第19章 送信(1/2)

    送信

    陆清言鹌鹑似的缩在一旁,等摄政王离去后,她才悄悄松口气,方夫子却没离开,他笑着看向顾沉,“不知小公子,可曾启蒙?”

    顾凌川请人时,并未言明顾沉的情况。

    陆清言不好偷听,拎着花篮进了客厅,将插着新鲜花朵的花瓶摆在了书桌上,将旧的撤了下来。一一摆好时,方夫子仍未离开,他正在考查顾沉学问。
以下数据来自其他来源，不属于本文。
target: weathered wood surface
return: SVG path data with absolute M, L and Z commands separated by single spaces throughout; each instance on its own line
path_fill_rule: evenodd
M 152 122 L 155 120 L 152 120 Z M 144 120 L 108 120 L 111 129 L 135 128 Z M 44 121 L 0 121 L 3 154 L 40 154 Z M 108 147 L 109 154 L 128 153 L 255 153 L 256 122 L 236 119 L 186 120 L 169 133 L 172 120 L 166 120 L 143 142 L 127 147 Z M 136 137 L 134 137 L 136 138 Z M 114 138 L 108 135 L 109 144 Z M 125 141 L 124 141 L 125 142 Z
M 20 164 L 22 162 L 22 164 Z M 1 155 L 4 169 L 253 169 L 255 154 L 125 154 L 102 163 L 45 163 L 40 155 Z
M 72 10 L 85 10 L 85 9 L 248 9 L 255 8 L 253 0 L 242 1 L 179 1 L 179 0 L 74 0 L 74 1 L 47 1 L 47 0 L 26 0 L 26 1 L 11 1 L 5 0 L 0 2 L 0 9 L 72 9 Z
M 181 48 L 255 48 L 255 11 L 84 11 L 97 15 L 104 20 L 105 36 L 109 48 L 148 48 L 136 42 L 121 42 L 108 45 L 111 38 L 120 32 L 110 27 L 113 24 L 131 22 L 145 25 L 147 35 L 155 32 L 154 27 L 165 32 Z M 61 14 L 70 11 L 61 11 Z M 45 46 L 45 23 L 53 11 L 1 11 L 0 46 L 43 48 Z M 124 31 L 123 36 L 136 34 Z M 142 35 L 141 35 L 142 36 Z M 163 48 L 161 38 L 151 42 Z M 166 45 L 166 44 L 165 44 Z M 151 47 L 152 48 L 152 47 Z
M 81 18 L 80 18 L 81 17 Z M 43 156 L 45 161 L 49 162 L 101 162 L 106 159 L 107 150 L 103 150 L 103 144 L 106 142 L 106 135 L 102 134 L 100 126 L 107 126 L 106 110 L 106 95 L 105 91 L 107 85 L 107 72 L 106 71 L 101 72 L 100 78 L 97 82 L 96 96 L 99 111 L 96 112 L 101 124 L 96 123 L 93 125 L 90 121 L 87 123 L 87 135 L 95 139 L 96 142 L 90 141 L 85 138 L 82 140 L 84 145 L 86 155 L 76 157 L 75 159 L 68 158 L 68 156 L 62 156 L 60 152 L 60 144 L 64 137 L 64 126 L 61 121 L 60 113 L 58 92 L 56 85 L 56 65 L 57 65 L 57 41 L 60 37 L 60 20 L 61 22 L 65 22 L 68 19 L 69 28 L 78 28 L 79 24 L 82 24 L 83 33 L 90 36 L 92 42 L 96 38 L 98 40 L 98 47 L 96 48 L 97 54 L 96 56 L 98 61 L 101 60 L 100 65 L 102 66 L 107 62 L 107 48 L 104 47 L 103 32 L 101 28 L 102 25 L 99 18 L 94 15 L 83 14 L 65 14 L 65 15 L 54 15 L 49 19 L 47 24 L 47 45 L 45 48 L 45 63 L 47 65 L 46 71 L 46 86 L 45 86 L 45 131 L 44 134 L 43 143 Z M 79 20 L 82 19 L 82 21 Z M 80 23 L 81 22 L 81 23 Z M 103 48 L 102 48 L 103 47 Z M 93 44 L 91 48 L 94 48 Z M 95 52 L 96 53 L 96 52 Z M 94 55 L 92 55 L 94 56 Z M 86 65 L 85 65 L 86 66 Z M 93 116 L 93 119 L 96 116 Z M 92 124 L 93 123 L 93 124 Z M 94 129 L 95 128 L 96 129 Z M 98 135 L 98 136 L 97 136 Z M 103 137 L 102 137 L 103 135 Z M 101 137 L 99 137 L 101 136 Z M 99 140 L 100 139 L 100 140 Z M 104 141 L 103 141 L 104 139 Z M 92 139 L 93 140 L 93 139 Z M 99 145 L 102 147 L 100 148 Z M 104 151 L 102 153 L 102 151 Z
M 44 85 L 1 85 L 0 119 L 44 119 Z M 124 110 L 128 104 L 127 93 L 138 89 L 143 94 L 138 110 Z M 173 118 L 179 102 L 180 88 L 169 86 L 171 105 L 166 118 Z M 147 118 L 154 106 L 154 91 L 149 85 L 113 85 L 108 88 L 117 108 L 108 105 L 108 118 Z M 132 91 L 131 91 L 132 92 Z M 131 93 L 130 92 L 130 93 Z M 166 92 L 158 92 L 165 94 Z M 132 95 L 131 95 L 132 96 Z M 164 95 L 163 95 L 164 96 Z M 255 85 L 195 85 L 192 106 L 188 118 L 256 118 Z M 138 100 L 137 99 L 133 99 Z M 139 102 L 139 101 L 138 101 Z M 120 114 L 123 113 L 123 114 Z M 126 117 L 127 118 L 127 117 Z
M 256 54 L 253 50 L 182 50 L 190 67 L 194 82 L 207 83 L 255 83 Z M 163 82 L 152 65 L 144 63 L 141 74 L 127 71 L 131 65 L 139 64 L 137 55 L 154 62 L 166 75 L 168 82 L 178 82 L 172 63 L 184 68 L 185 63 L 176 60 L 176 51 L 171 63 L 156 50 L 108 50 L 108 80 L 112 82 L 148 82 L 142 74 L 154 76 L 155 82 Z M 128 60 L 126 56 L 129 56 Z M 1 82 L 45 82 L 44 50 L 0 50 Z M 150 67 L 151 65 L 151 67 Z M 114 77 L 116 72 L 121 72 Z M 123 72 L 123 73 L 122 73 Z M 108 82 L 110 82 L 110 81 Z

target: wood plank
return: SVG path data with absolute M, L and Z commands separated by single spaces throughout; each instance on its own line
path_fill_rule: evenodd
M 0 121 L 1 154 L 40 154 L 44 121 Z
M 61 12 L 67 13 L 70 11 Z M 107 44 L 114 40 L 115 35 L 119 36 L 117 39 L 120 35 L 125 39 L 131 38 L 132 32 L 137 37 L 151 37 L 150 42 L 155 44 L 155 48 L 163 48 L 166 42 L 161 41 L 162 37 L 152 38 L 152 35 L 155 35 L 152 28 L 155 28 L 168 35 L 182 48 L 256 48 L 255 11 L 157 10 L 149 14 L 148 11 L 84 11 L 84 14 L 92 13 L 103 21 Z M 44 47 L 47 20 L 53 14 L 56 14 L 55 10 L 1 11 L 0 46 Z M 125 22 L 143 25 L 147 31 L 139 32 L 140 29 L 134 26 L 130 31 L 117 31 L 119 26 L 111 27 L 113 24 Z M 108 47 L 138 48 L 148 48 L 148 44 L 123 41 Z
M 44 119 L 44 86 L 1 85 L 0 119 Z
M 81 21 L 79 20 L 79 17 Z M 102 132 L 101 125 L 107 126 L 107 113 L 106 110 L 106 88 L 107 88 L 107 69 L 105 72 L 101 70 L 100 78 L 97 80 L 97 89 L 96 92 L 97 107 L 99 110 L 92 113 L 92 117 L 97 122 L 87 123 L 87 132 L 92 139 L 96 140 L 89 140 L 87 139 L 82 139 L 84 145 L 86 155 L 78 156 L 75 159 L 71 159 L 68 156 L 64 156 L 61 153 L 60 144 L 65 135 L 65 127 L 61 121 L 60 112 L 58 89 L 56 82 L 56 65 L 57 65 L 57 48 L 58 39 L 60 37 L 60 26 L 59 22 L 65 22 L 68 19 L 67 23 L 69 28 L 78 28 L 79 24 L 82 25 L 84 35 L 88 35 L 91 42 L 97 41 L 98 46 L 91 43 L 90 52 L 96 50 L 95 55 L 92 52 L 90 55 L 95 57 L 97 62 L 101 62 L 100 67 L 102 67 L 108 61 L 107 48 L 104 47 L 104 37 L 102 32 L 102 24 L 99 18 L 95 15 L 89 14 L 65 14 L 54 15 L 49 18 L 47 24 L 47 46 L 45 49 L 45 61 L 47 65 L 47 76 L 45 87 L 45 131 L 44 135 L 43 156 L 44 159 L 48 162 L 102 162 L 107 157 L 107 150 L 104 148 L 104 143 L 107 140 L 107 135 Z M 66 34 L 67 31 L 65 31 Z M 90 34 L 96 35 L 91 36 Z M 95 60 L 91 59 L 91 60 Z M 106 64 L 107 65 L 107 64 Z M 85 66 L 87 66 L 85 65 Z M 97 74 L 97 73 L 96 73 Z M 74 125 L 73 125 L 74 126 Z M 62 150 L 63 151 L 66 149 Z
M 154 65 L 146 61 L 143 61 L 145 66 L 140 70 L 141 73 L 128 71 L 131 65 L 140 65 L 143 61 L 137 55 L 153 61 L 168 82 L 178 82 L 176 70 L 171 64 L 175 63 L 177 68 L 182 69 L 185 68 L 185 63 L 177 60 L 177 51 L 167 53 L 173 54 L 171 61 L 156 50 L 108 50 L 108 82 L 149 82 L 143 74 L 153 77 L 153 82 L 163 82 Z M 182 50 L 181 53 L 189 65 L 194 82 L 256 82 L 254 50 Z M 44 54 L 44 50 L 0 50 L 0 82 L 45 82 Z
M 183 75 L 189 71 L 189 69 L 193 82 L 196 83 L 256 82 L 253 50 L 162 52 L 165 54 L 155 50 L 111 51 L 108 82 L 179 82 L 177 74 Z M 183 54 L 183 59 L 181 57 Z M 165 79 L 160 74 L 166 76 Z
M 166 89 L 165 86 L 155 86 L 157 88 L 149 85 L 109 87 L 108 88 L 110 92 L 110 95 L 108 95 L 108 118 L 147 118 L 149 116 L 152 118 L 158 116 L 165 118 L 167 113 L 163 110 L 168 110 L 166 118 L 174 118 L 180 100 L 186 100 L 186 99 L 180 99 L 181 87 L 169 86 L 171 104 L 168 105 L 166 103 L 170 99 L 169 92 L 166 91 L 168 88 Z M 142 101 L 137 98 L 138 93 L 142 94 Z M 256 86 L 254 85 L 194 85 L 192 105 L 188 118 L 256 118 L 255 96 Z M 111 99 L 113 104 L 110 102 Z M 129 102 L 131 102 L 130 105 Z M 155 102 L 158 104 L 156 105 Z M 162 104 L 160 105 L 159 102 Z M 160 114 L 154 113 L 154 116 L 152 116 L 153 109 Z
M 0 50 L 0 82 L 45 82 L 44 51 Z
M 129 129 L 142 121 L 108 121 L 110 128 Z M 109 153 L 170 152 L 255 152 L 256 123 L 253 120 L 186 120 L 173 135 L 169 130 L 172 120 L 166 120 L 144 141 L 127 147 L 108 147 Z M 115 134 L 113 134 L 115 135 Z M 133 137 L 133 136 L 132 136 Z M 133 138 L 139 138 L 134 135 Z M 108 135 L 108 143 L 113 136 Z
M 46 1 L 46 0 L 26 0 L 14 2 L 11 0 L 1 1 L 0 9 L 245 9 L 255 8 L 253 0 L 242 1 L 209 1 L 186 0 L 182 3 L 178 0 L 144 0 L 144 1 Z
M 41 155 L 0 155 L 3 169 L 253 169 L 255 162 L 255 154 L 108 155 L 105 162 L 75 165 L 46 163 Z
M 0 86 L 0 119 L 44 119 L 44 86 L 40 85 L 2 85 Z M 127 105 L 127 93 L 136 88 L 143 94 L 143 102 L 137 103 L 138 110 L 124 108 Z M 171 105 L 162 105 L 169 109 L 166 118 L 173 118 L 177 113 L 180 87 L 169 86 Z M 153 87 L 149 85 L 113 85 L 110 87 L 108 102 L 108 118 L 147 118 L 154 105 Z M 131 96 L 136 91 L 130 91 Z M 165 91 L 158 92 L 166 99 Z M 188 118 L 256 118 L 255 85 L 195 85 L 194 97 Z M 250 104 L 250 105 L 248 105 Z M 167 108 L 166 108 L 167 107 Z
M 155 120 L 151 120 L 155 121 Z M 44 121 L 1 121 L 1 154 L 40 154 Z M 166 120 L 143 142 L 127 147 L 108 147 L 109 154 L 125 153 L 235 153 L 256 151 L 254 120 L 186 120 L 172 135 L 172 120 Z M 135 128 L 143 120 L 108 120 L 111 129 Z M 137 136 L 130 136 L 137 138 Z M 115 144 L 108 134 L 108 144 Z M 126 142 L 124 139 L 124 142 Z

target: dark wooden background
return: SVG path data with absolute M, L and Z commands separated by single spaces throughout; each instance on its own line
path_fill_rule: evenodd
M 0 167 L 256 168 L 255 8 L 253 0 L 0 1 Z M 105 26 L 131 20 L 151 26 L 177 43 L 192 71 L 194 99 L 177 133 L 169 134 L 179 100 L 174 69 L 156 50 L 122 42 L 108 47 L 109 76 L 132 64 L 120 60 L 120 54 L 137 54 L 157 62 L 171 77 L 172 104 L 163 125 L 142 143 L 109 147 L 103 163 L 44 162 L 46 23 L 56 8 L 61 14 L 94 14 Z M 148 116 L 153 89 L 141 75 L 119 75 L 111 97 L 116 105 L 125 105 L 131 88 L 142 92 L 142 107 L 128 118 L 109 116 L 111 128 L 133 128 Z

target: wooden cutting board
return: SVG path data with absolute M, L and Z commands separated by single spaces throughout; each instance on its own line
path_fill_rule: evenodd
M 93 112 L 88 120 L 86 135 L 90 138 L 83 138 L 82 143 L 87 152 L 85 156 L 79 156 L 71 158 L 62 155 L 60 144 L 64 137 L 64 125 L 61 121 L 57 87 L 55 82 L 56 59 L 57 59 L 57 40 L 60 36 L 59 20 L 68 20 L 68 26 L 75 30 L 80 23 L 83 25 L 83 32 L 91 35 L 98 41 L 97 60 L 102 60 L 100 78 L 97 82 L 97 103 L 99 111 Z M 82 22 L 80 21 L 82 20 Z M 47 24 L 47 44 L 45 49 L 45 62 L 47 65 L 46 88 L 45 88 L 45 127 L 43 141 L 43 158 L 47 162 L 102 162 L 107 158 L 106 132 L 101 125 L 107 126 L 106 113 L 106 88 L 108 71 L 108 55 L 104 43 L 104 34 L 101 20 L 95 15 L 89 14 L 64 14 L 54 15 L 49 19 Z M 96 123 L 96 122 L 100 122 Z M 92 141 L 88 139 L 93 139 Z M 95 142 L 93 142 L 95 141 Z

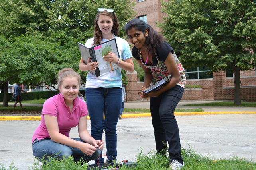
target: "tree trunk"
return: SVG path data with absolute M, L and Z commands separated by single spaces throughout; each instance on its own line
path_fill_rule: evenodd
M 241 103 L 241 80 L 240 80 L 240 67 L 235 66 L 234 68 L 235 75 L 235 106 L 240 106 Z
M 8 81 L 3 82 L 4 86 L 4 101 L 3 106 L 8 107 Z M 2 93 L 2 92 L 1 92 Z
M 0 91 L 1 91 L 1 93 L 4 94 L 4 85 L 2 81 L 0 81 Z

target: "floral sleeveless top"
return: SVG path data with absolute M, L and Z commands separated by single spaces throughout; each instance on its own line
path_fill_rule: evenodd
M 133 56 L 136 56 L 136 54 L 137 52 L 138 53 L 138 50 L 134 50 L 135 49 L 133 50 L 132 54 L 133 55 Z M 163 50 L 165 50 L 165 52 L 163 52 L 161 54 L 162 52 L 163 51 Z M 156 65 L 156 66 L 150 66 L 150 65 L 148 65 L 146 64 L 144 65 L 146 68 L 149 68 L 151 70 L 153 78 L 152 82 L 151 82 L 152 85 L 151 85 L 157 83 L 165 77 L 171 77 L 171 75 L 169 73 L 164 62 L 160 61 L 159 59 L 159 58 L 162 58 L 161 57 L 162 56 L 160 56 L 160 55 L 164 55 L 165 56 L 166 56 L 166 55 L 168 55 L 170 52 L 171 52 L 173 54 L 174 59 L 176 61 L 176 63 L 177 63 L 177 66 L 179 68 L 179 70 L 181 75 L 181 80 L 177 84 L 177 85 L 181 86 L 185 89 L 186 87 L 186 72 L 185 71 L 185 70 L 183 68 L 182 65 L 179 60 L 177 56 L 173 51 L 171 45 L 165 41 L 164 41 L 164 43 L 160 45 L 159 48 L 158 48 L 158 50 L 155 53 L 155 55 L 153 56 L 153 57 L 156 58 L 156 60 L 155 60 L 155 61 L 157 61 Z M 163 54 L 165 52 L 165 53 L 164 54 Z M 167 57 L 167 56 L 166 56 L 163 57 L 163 58 L 164 58 L 164 60 L 165 60 L 165 59 Z M 140 59 L 139 58 L 134 58 L 136 60 L 140 60 Z M 154 64 L 154 60 L 153 59 L 153 64 Z M 155 64 L 154 64 L 154 65 L 155 65 Z

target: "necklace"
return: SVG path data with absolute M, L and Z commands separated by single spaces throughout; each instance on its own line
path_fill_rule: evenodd
M 110 40 L 113 39 L 113 36 L 114 36 L 115 38 L 116 37 L 116 36 L 114 34 L 114 33 L 112 33 L 112 38 L 111 38 L 111 39 L 110 39 Z M 108 40 L 107 39 L 106 39 L 106 40 Z M 102 37 L 101 38 L 101 42 L 103 42 L 103 37 Z
M 147 64 L 147 62 L 148 62 L 148 55 L 149 55 L 149 52 L 148 52 L 148 56 L 147 57 L 147 60 L 146 60 L 146 62 L 144 63 L 143 62 L 143 60 L 142 60 L 142 56 L 141 55 L 141 51 L 140 51 L 140 60 L 141 60 L 141 62 L 142 63 L 142 64 L 144 65 L 145 65 L 146 64 Z

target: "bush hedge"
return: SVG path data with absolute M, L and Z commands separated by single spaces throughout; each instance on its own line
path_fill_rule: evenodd
M 80 93 L 85 96 L 85 90 L 80 90 Z M 31 92 L 29 93 L 22 93 L 21 98 L 23 100 L 32 100 L 39 99 L 48 99 L 51 97 L 56 95 L 59 93 L 57 91 L 40 91 Z M 8 101 L 15 101 L 14 99 L 12 98 L 13 95 L 12 93 L 8 93 Z M 0 93 L 0 102 L 4 100 L 4 93 Z

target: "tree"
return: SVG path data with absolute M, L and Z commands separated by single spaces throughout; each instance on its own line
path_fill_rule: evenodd
M 256 1 L 169 0 L 163 35 L 184 67 L 234 72 L 235 105 L 241 105 L 240 71 L 256 66 Z
M 94 20 L 99 8 L 112 8 L 120 26 L 120 36 L 126 35 L 122 27 L 133 18 L 135 6 L 130 0 L 56 0 L 51 5 L 49 19 L 50 32 L 61 30 L 69 35 L 83 39 L 92 37 L 94 30 Z
M 2 0 L 0 3 L 0 35 L 6 38 L 22 34 L 46 33 L 52 1 Z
    方夫子原本以为他顶多识得千字文,谁料四书五经,他竟都学过,方夫子越考查越激动,双眸都灼热了几分。

    陆清言出来时,他尚在考查,她不便上前,只好拎着花篮离开了,如今有了夫子,想接近他,只怕更不容易,明日还是得早点来才行。

    心急吃不了热豆腐,陆清言没气馁,当差前又回住处看了眼小草,她喝完红糖水,舒服许多,如今已然睡着,陆清言松口气,这才赶去花园。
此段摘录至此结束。